The next step would be an injunction against RIM, which could dramatically affect BlackBerry operations in the US. There are at least 3 ways BlackBerry operations might continue:
#1. RIM and NTP do a new deal.
#2. RIM designs around the claims of the NTP patents, so that the impact of an injunction would be attenuated.
#3. If an injunction is granted, RIM is able to argue to stay the enforcement UNTIL AFTER the MercExchange/eBay case is decided by the US Supreme Court.
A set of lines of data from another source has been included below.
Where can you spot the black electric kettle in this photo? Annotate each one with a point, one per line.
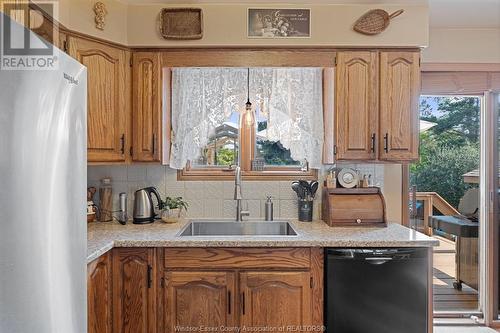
(144, 210)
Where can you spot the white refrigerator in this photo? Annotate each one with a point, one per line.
(43, 179)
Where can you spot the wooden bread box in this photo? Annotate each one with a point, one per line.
(353, 207)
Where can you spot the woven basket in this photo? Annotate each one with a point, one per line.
(375, 21)
(181, 23)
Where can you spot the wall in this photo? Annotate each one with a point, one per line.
(225, 24)
(78, 15)
(331, 25)
(211, 199)
(451, 45)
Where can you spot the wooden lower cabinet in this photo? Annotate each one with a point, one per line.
(198, 299)
(149, 290)
(279, 301)
(99, 295)
(134, 290)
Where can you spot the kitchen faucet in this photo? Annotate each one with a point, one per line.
(237, 195)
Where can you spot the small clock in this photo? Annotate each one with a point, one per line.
(348, 178)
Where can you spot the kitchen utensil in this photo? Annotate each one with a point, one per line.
(348, 178)
(122, 214)
(314, 187)
(305, 210)
(269, 209)
(375, 21)
(298, 189)
(307, 189)
(144, 210)
(106, 200)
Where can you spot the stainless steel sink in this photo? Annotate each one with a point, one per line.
(233, 228)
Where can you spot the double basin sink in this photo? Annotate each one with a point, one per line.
(234, 228)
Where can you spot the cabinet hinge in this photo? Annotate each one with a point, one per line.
(150, 276)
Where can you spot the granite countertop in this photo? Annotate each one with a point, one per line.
(103, 236)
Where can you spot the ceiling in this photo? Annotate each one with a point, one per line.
(476, 14)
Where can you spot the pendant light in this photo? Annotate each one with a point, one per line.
(248, 117)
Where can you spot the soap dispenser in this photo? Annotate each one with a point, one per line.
(269, 209)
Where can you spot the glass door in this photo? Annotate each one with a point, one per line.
(444, 197)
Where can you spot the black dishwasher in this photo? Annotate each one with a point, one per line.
(382, 290)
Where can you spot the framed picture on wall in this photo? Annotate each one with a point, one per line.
(278, 23)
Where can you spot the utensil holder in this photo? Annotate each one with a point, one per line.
(305, 210)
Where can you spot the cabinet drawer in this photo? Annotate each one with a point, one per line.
(237, 257)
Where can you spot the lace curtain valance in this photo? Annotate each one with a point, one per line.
(289, 98)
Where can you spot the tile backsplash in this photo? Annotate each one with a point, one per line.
(212, 199)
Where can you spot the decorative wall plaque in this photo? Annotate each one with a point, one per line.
(181, 23)
(278, 23)
(100, 15)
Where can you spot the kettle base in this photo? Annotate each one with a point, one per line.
(143, 221)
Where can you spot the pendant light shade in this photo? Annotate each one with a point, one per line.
(248, 116)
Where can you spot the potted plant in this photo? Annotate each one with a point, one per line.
(172, 209)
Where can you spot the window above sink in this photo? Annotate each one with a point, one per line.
(212, 133)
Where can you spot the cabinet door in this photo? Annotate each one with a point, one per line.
(399, 105)
(134, 303)
(146, 109)
(99, 295)
(106, 98)
(275, 299)
(193, 299)
(357, 105)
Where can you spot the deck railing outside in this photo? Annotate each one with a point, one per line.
(433, 200)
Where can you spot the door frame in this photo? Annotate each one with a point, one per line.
(488, 231)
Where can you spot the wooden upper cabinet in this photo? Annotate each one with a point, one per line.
(134, 290)
(199, 298)
(399, 105)
(275, 299)
(356, 114)
(146, 109)
(107, 101)
(99, 299)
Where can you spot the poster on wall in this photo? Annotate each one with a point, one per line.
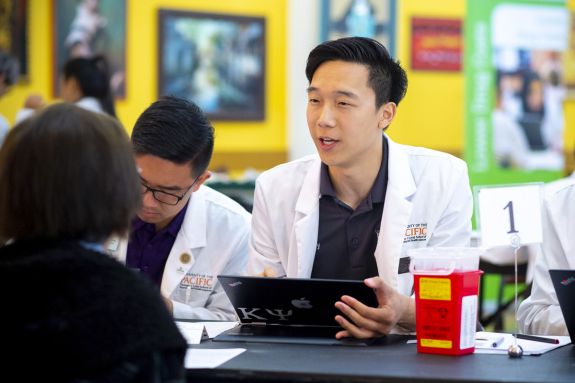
(85, 28)
(366, 18)
(13, 32)
(436, 44)
(214, 60)
(515, 87)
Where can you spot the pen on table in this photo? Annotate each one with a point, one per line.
(537, 338)
(497, 341)
(493, 341)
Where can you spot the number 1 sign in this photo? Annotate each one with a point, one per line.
(509, 215)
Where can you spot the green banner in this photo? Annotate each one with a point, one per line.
(514, 90)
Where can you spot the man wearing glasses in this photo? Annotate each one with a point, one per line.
(185, 233)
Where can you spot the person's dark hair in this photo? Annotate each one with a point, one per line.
(67, 174)
(93, 79)
(8, 68)
(175, 130)
(386, 77)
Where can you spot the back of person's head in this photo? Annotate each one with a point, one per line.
(175, 130)
(386, 77)
(67, 174)
(92, 75)
(8, 69)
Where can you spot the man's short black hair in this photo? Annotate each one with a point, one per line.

Waterloo, Ontario-based Research in Motion had hoped to end a nasty, four-year patent dispute with NTP, a tiny U.S. intellectual property firm. But a judge denied RIM's request to enforce a $450 million settlement the companies announced in March but never finalized. (Opinion: NTP vs. Research in Motion)
That allows the case to proceed — terrible news for RIM. NTP has asked for an injunction that would prevent RIM from selling BlackBerry devices or services in the USA, and there's now a good chance the judge will grant it, says Rod Thompson, a partner with San Francisco law firm Farella Braun & Martel.
But BlackBerry addicts need not panic, says tech analyst Kevin Burden with researcher IDC. "It would be wrong to assume RIM would allow service to be interrupted in its largest market," he says. The USA accounts for about 70% of RIM's business.